Just to clarify one statement I made towards the end of post #1. I would say there's no perfect line to draw when it comes to when to debate or when not to. In general, of course I try not to mix debate with regular/casual talk or casual laid back moments. I mainly debate online and on important issues that I feel strongly about.

FollowingHim2,
I can relate to that type of discussion that you posted. All debates should be rational - based on reason and evidence. Without those factors being accepted by both parties, the conversation will likely go no where positive towards the truth.

aineo,
I appreciate you explaining your point. Based on some comments from other members, it felt almost as if (not that it's the case, just feels like it) that everyone on this forum had to agree with each other's views without any disagreements. Challenging a viewpoint was like an insult. If a forum is like that it would not be practical unless no one cared to test viewpoints to see if they're true or unless all threads on important issues like divorce and remarriage, same-sex acts between wives in poly, the real Sabbath Day, etc would all be locked by a moderator.

As I tried to explain earlier, debates should be respectful and rational. It should be about the viewpoint and not about the person. If I disagree with someone's view and offer a reason for that, then people should not get upset with that, especially on a topic where there are strong positions on both sides.
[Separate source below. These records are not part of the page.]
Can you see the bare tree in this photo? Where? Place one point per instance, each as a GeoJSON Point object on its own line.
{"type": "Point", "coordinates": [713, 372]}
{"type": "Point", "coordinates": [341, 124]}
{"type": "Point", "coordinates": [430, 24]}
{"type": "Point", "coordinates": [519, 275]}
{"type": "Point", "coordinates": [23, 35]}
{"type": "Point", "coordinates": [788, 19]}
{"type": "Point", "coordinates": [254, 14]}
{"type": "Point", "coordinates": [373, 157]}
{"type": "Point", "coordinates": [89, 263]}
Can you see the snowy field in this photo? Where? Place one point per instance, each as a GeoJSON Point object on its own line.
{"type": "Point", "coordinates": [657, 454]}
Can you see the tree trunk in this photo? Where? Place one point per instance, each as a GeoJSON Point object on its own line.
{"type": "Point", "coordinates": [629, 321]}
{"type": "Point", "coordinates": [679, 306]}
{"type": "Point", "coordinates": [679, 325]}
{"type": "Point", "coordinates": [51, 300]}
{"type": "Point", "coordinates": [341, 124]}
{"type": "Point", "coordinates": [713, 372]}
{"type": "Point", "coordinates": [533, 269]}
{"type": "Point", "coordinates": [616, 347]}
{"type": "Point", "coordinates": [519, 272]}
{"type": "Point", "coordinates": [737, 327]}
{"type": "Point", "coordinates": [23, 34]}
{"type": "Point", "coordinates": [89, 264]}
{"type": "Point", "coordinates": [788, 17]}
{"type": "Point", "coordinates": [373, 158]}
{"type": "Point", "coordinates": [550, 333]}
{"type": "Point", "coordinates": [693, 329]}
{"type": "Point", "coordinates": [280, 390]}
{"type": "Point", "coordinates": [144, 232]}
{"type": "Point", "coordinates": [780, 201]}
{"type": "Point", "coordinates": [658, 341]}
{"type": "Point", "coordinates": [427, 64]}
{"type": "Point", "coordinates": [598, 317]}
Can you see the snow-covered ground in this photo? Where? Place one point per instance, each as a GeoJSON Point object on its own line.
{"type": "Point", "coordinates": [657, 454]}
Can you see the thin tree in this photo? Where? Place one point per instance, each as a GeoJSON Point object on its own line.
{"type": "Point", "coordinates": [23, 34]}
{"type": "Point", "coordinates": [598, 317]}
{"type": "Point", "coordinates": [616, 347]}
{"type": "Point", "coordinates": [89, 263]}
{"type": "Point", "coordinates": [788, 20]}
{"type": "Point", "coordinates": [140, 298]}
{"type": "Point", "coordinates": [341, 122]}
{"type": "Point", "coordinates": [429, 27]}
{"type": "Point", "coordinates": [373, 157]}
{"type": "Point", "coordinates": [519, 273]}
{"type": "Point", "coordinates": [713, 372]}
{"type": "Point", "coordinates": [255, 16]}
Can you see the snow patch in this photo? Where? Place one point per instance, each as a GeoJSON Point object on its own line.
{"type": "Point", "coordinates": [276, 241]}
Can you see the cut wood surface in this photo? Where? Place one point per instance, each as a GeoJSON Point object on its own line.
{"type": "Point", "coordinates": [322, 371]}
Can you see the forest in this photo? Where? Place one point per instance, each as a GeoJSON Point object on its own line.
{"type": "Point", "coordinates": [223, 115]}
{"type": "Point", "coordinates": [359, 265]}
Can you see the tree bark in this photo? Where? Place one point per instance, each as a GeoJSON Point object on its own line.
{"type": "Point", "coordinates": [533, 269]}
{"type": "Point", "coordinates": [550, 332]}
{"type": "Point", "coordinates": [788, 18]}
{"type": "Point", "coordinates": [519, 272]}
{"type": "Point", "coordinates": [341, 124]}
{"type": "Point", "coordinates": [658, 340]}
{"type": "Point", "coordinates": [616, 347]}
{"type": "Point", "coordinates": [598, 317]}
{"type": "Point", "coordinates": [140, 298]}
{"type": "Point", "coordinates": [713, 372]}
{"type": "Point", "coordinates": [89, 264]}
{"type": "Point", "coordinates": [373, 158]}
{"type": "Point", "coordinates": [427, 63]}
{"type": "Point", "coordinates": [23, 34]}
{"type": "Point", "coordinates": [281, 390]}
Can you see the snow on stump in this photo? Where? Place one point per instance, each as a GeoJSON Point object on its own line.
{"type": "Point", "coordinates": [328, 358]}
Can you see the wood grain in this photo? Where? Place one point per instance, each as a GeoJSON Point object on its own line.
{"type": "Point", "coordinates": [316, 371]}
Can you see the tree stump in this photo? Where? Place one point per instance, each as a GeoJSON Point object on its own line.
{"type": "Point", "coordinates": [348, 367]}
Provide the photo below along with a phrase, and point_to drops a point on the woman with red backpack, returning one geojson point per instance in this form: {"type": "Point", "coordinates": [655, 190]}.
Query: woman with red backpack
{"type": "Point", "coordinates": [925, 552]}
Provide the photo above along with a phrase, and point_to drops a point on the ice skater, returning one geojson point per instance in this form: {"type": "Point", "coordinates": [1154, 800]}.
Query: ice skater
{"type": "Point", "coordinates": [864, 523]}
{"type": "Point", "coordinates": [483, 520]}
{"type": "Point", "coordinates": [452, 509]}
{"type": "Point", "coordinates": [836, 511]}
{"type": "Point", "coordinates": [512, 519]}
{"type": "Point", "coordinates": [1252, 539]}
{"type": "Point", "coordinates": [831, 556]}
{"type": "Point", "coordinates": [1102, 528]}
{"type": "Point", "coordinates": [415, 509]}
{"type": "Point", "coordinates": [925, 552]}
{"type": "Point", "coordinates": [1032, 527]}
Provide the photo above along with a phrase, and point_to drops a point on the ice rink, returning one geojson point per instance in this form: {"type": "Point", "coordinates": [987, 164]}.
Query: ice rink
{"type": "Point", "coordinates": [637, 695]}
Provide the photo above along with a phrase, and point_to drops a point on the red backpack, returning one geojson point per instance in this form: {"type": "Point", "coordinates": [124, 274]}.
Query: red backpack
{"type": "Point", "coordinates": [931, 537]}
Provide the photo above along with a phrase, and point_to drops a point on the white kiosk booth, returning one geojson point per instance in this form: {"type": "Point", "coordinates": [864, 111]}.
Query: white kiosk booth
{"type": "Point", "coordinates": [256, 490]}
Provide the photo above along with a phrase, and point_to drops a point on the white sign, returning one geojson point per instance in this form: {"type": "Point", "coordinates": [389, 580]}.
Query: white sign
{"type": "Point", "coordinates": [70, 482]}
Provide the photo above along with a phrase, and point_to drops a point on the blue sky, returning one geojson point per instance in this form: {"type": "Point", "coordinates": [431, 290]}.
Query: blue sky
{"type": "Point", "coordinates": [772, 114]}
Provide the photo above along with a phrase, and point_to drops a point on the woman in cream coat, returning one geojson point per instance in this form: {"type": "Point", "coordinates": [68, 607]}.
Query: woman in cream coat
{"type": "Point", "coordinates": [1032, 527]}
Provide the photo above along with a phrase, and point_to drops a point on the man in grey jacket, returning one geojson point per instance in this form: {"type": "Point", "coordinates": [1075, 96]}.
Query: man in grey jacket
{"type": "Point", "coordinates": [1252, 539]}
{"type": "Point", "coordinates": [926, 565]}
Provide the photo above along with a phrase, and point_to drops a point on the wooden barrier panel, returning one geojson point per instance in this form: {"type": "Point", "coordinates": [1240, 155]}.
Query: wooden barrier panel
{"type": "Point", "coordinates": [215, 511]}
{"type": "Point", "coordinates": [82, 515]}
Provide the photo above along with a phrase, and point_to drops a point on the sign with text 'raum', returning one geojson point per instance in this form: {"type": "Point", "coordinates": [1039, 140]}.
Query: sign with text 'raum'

Thanks for your good idea to put "debate" in the subject line! I will probably do something along those lines for any topic that I start. The thing is I know some times the conversations can be mixed where an intelligent convo turns into a little friendly debate. Perhaps if it drags out into a lengthy debate then the moderator can suggest to open a new thread putting "debate" or something else similar in the subject line.

Also, for those who don't want their views challenged whatsoever, I would recommend blocking me so that you can not view my posts.
 
FollowingHim said:
Debating works when all parties want to learn. It turns into an argument when some parties only want to teach.
This is what happens on BF. Someone new comes in only wanting to teach, because they're perfect and know everything, and will not humble them selves to learn also. This has a certain cycle, they aren't around long, and inevitably end up on post approval or being banned.
 
Sometimes a perfectly reasonable debate accidentally slips into the "argument" realm through no particular malice. Occasionally I think this is to be expected, then we can all step back and take a breath. It's when that becomes a habit that we need to step back and examine our motivations and practices in my opinion.